Quelque chose d’important est en train de se passer dans les relations déjà bien anciennes mais toujours passionnées qu’entretient le milieu artistique avec le monde de la psychiatrie. Ce n’est pas facile à saisir mais la mutation est peut-être majeure : après que nombre de productions de malades aient été élevées et reconnues comme des œuvres d’art [1], après que la dimension soignante de la création artistique pour certains malades ait été largement documentée[2] et alors que beaucoup d’artistes et d’art-thérapeutes ont désormais investi le champ de la psychiatrie en inventant des formes originales d’ateliers de création au sein même des institutions de soin, voilà qu’une jeune association, Arts Convergences, parvient à faire véritablement « travailler ensemble » artistes et patients pour concevoir et proposer des expositions d’envergure.  Dans les projets qu’elle défend, l’objectif n’est pas le repérage d’une expressivité propre aux patients atteints de troubles psychiatriques, la dimension thérapeutique de l’expression artistique n’est pas visée, c’est l’exposition des œuvres qui compte, leur inscription, leur visibilité et leur écho dans la cité qui sont recherchés. L’association Arts Convergences n’est certainement pas la seule à porter de telles intitiatives et ses réussites des années précédentes comme son ambition viennent d’être récompensés par le Haut Patronage du Secrétariat d’Etat auprès du Premier Ministre chargé des Personnes Handicapées qui reconnaît sans doute par-là combien le mouvement engagé est profond, novateur et partagé.

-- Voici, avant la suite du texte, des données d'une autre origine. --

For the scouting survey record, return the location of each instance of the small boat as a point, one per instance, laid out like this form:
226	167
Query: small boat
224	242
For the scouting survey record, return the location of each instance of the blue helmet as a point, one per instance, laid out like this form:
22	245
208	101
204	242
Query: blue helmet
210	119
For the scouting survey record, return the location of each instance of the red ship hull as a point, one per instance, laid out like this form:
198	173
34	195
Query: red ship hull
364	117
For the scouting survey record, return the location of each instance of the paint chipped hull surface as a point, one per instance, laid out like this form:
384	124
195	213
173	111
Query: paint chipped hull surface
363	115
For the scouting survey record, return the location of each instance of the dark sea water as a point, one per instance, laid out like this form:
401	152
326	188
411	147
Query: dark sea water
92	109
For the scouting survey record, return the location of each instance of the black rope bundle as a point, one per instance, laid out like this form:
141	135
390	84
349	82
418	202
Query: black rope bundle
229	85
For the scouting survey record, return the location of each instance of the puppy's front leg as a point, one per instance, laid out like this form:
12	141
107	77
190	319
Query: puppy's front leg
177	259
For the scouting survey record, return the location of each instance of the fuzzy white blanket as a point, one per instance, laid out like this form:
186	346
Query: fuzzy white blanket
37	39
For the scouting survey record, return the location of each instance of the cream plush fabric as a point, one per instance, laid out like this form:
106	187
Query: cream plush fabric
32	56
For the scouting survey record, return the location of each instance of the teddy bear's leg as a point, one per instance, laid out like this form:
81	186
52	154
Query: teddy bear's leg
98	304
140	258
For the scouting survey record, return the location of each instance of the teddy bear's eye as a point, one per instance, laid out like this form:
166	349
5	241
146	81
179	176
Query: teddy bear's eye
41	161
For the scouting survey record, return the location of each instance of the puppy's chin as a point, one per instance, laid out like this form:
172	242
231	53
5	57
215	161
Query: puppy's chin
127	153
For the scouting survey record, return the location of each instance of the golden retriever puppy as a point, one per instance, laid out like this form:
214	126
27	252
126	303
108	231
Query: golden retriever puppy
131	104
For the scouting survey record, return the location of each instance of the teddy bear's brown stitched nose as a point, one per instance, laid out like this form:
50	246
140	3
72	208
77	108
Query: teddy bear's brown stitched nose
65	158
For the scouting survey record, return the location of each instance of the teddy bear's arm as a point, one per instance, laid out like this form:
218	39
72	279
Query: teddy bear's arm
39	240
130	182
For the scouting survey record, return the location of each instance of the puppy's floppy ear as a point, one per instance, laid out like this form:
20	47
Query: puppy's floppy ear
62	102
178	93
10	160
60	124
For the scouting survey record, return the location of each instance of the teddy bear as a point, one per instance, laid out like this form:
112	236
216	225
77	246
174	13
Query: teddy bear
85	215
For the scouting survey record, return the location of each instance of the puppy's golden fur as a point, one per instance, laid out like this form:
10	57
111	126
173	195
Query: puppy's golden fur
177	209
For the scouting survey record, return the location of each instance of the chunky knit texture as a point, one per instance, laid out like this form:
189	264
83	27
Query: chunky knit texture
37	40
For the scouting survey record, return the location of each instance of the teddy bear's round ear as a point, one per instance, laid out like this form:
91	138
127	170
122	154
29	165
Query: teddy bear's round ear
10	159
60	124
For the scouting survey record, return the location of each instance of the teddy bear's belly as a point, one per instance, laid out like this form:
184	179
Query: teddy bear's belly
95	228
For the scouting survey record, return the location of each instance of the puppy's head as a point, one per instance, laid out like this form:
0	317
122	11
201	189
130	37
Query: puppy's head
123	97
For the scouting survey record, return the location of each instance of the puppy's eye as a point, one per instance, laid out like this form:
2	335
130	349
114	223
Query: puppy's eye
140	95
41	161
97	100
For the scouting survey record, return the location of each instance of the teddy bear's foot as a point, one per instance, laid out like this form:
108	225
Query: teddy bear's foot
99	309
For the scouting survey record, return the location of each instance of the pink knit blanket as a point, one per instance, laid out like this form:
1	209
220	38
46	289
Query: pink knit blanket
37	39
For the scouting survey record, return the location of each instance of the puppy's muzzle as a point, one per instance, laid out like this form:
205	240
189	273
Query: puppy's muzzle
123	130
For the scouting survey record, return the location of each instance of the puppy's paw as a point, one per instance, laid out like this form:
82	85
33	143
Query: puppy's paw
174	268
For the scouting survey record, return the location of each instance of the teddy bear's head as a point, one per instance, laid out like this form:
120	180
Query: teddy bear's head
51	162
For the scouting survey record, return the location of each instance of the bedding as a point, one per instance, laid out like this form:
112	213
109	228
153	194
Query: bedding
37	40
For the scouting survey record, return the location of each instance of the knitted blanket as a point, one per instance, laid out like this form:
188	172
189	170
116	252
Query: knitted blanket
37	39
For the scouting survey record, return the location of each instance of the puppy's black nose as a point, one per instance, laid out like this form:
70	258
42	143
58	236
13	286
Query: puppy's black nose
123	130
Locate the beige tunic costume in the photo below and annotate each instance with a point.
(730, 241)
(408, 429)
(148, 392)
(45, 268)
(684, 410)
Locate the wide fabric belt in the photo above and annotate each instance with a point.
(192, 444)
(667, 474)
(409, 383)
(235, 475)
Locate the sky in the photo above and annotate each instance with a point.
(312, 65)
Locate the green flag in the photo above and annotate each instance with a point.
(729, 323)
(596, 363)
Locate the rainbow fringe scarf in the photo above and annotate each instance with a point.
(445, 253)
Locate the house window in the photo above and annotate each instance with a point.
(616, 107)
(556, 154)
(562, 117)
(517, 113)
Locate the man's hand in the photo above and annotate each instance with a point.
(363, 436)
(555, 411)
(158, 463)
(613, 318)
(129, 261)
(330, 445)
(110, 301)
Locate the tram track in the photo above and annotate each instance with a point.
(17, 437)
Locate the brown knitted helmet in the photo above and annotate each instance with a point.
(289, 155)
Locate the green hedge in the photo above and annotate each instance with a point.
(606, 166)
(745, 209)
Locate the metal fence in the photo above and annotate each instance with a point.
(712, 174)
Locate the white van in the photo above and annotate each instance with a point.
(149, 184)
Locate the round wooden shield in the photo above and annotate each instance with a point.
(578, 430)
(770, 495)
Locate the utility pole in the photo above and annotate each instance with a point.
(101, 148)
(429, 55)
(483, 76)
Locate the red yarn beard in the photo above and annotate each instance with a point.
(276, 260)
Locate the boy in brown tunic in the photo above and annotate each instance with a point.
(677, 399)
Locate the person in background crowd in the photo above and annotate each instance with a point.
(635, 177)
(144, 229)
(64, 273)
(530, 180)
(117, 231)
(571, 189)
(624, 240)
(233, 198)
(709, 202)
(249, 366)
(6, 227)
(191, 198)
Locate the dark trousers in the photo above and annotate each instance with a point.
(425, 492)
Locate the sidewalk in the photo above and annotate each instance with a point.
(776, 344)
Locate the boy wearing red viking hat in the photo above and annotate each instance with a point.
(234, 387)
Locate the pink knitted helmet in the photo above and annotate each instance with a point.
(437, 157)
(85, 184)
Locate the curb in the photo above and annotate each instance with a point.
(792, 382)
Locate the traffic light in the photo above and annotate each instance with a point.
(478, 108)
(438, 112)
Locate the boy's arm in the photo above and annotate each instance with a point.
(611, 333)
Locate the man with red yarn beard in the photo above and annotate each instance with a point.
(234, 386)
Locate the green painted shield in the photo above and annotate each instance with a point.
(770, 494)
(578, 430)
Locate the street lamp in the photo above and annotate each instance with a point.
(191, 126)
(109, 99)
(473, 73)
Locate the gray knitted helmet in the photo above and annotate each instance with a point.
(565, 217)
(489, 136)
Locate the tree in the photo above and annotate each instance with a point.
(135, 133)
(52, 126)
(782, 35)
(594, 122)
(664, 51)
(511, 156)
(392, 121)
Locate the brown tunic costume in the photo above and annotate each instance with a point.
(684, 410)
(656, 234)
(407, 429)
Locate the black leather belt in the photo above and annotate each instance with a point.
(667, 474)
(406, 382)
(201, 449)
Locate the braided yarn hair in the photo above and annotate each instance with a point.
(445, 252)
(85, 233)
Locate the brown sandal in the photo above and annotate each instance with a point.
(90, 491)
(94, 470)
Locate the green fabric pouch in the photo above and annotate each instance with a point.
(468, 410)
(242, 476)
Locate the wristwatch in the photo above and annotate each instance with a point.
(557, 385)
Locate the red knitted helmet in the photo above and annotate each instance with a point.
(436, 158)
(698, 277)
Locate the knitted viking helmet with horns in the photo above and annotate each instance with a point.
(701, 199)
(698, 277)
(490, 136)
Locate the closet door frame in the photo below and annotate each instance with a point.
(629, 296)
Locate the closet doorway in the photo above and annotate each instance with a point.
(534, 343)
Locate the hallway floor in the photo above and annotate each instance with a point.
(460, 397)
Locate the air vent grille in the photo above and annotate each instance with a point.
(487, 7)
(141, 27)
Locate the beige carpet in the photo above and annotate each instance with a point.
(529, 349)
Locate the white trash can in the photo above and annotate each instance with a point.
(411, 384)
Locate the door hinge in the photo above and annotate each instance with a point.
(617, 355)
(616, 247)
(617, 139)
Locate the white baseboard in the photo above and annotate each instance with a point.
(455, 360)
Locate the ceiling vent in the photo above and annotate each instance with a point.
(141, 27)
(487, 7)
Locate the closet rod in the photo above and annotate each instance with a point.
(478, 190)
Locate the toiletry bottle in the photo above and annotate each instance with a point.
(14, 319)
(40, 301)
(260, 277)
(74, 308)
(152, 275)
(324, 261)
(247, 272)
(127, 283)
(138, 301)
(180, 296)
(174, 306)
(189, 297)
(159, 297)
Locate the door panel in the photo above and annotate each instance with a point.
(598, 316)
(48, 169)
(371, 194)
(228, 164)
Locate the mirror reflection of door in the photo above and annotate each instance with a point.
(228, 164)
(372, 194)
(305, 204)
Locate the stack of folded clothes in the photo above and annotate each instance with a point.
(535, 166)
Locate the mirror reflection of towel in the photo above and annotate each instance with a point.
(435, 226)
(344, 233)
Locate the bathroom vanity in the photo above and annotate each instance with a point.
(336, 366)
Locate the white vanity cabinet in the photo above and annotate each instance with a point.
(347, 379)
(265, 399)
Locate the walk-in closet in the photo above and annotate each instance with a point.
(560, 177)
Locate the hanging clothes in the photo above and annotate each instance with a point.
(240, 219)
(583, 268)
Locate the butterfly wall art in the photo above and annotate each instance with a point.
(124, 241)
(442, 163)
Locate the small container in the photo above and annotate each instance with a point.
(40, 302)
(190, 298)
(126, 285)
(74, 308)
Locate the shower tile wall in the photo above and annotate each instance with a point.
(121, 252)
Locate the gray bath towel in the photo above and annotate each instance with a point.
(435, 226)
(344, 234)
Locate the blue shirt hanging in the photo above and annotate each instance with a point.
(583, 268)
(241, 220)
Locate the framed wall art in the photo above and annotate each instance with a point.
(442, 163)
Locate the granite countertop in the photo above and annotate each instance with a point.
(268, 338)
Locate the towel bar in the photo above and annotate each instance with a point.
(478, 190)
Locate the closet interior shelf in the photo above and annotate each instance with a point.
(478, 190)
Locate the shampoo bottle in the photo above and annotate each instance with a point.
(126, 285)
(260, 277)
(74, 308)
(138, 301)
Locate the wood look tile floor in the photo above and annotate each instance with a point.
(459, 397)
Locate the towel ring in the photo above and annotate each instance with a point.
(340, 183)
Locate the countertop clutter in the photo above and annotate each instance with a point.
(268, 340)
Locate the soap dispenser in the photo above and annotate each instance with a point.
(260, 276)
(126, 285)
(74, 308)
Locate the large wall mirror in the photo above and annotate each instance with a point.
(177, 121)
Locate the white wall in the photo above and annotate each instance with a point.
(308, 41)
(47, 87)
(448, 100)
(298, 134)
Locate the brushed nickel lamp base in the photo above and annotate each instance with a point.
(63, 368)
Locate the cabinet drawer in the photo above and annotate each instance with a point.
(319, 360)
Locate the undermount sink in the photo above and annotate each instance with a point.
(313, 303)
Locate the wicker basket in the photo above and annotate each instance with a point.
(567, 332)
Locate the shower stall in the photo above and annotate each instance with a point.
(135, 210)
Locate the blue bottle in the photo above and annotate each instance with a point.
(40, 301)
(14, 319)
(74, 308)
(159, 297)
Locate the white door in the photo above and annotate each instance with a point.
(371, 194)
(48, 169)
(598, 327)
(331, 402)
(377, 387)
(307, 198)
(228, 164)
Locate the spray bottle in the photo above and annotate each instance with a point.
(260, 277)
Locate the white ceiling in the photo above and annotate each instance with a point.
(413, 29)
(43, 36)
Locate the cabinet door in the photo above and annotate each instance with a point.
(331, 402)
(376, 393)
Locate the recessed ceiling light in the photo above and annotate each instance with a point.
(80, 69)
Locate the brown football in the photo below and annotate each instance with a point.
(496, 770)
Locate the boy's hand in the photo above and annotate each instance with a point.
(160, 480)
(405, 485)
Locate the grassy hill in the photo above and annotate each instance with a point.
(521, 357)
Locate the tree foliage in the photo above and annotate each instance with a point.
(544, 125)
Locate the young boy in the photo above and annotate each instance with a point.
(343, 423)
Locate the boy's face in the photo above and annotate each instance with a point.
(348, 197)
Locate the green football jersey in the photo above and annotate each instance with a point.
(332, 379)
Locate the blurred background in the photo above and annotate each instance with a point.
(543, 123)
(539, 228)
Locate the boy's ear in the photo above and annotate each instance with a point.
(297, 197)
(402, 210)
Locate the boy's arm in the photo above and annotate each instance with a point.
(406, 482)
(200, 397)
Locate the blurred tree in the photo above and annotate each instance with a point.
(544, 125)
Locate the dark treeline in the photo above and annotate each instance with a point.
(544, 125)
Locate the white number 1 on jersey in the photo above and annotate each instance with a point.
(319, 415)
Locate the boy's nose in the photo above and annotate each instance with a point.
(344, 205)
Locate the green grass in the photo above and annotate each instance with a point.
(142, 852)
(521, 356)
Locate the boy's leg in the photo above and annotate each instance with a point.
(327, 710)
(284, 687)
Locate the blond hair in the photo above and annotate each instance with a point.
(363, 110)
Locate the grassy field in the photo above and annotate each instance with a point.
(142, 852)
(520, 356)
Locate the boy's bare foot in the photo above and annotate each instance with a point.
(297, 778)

Le projet de faire travailler ensemble des artistes et des malades reste néanmoins un défi aussi théorique que pragmatique : c’est un défi théorique parce qu’il rend nécessaire une pensée de la maladie affranchie de l’idée qu’elle procèderait d’un déficit en ce qui concerne le potentiel créateur de la personne atteinte. C’est un défi pragmatique également parce que la prise en considération du temps psychique nécessaire aux patients et aux institutions pour mener à bien de tels projets est une gageure

Mais il y a plus. Laurence Dupin, présidente de l’association, a proposé cette année à des artistes reconnus, à des patients malades psychiques qui s’intéressent à la création artistique et à des soignants en psychiatrie de réaliser ensemble et d’«exposer ensemble » des œuvres monumentales, des installations, des moments artistiques à découvrir et à traverser qui résonneront entre eux et prendront place dans le parc du château de Saint-Germain en Laye. Ce projet est cette fois fondé sur l’idée qu’une œuvre de qualité peut être réalisée non seulement par tel ou tel patient talentueux aidé par un artiste confirmé mais également par un collectif incluant des patients, des soignants et des artistes[3].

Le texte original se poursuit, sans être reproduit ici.